Weekly Thought – February 3, 2026
Fred often counseled distressed couples: “Even when you can’t feel like you are in love, you can treat each other with civility.” He was a fan of Scott Peck’s writings. One of his favorites was A World Waiting To Be Born: Civility Rediscovered. Fred grew up without material sophistication, but was rich in graciousness.
Incivility to Civility
Scott Peck says, “Our illness is incivility, the morally destructive patterns of self-absorption, callousness, manipulativeness, and materialism.” For some time I have studied the emotions of incivility. Here are four that are eroding our civilization:
1) Anger – You can randomly ask any American, “What are you mad about?” and get a quick response. There’s a depth of ire in our society. Unfortunately, I think a great deal of it is being fostered by the demagogues of special interest. Sadly, much of it is the result of spiritual malnutrition. Anger is eating us up, from the inside out. It is the “sweet wine of poison.”
2) Aggression – I don’t mean competition. I like to use the definition from Dr. Will Menninger: “The willingness or even the desire to hurt someone.” I hear aggression dismissed as a response to stress. No, stress results from aggression. We see it on the road everyday. We even see it in the grocery. Mary Alice and I were in the grocery last week and I watched sweet, elderly ladies turn into Rambo creatures driving carts like military tanks.

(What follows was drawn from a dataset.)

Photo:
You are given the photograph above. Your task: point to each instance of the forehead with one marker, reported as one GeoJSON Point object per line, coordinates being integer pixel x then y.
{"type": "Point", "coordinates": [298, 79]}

3) Discourtesy – We are generally courteous to our friends. We treat strangers and too often, our family, with discourtesy. How does this square with the scripture’s admonition to offer hospitality to strangers? Discourtesy in our families doesn’t make sense, but it is very prevalent. I don’t buy that adage, “You hurt the ones you love.” Baloney!
When George Washington was fourteen he made a list of 110 items which denoted a civil life. Here are “Fred’s Four” which, when used regularly, take us a long way. These four help the gears mesh without the scraping sounds of incivility.
1. “Please” – Have you noticed when you use this simple word your phrase changes from command to request?
2. “Excuse me” – We are quick to transfer fault to someone else. When we genuinely accept responsibility, we lubricate our social interactions.
3. “Thank you” – Have you ever heard someone truly and authentically express appreciation? It gives me a warm feeling and makes me want to pass it on. It’s a verbal bridge between individuals.
4. “After you” – Billy Graham and I spent a few days together. I mentioned how he deferred to me at each doorway. He was surprised and when we talked about graciousness, he attributed this trait to his father. Heartfelt deference is a powerful habit.
This week think about: 1) What am I mad about right now? 2) Is the “after you” attitude part of my mindset? 3) What can I do to promote civility in my family this week?
Words of Wisdom: “Heartfelt deference is a powerful habit.”
Wisdom from the Word: “Do not be angry and frustrated! Do not fret! That only leads to trouble!” (Psalm 37:8 NET Bible)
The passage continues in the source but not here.